Never mind that most consumers wouldn’t know a lumen if it bit them—how does a brand go about describing the appearance of a ray of light? For General Electric at least, the answer lay in new packaging. GE is currently rolling out a series of five new boxes that’ll hit store shelves by summer and, it hopes, change the way Americans do their bulb shopping. The FTC-mandated label will appear (where else?) on the back of the boxes. But on the front, GE will use a series of five colors—each with a corresponding phrase to describe the bulb’s light.
For example, the lowest-power bulb (210 lumens) comes in a lavender box labeled “subtle, reassuring light,” while the higher-power 1,170-lumen bulb’s box is bright green termed as “fresh, energizing light.”
How’d GE get turned on to this idea?

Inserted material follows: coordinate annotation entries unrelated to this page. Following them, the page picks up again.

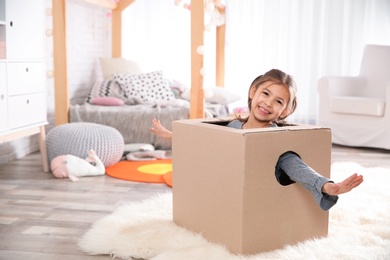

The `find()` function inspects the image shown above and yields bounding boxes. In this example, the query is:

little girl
[151,69,363,211]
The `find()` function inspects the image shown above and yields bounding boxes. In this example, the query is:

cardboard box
[172,119,331,254]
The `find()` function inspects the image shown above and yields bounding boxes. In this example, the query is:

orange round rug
[106,159,172,187]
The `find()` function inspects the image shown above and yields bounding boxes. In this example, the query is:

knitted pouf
[46,122,125,167]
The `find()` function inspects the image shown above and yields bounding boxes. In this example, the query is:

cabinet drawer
[8,93,47,129]
[7,62,45,96]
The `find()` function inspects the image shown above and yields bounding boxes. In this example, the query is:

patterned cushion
[46,122,125,167]
[113,71,175,103]
[85,80,128,104]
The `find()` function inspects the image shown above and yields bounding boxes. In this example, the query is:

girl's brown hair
[237,69,297,124]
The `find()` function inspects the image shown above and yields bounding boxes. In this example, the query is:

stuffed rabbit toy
[50,150,106,181]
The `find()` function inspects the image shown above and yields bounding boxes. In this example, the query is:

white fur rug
[79,163,390,260]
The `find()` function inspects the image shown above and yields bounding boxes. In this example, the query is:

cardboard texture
[172,119,331,254]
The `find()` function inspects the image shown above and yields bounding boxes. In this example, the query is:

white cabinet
[0,0,48,171]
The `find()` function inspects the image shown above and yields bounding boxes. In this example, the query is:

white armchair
[318,45,390,149]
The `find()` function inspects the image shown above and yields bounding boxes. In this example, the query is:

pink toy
[50,150,106,181]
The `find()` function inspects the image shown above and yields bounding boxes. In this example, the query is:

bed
[53,0,229,149]
[70,67,233,150]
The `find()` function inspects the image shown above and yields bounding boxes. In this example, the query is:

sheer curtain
[225,0,390,123]
[122,0,390,123]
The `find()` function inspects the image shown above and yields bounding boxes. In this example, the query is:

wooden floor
[0,146,390,260]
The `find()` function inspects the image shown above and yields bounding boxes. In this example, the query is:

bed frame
[52,0,225,125]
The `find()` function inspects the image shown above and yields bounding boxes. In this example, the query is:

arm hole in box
[275,151,301,186]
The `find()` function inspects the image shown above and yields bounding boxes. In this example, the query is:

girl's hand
[150,119,172,139]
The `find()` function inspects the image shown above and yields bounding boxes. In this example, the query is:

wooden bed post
[215,24,226,87]
[52,0,69,126]
[111,0,134,58]
[190,0,204,118]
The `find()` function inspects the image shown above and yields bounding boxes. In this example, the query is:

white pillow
[181,87,241,106]
[113,71,175,103]
[99,58,143,80]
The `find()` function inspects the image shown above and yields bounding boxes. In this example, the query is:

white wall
[0,0,111,164]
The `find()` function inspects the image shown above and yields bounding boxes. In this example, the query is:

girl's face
[248,81,290,127]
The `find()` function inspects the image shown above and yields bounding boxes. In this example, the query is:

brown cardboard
[172,119,331,254]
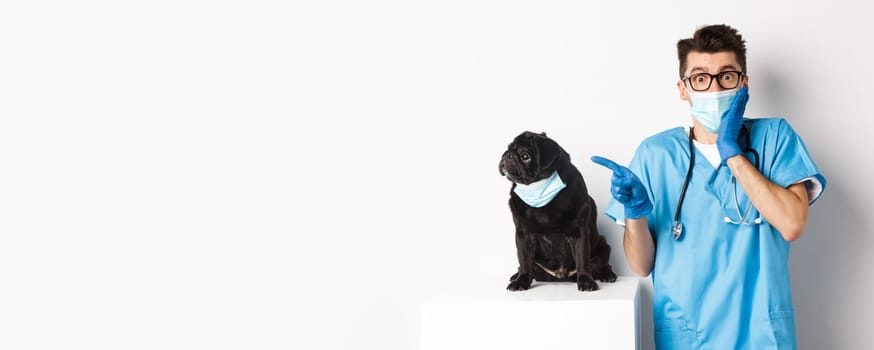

Company research revealed that consumers tend to compare bulb brightness with the way the sun appears during various times of the day, says GE’s lighting brand manager Carmen Pastore, and “the package colors follow that pattern. The brightest pillar is yellow, like noonday sun. The middle pillars highlight the green, blues and reddish-orange as the sun sets—think of the color of the sky just before sunset.” Modifiers like “inviting” and “cozy,” she adds, work with the colors to allow shoppers to align their bulb buying according to their “mood and feeling.”
Which is quite a bit of marketing science just for a simple lightbulb. The good news? You still don’t need to know, or care, what a lumen is.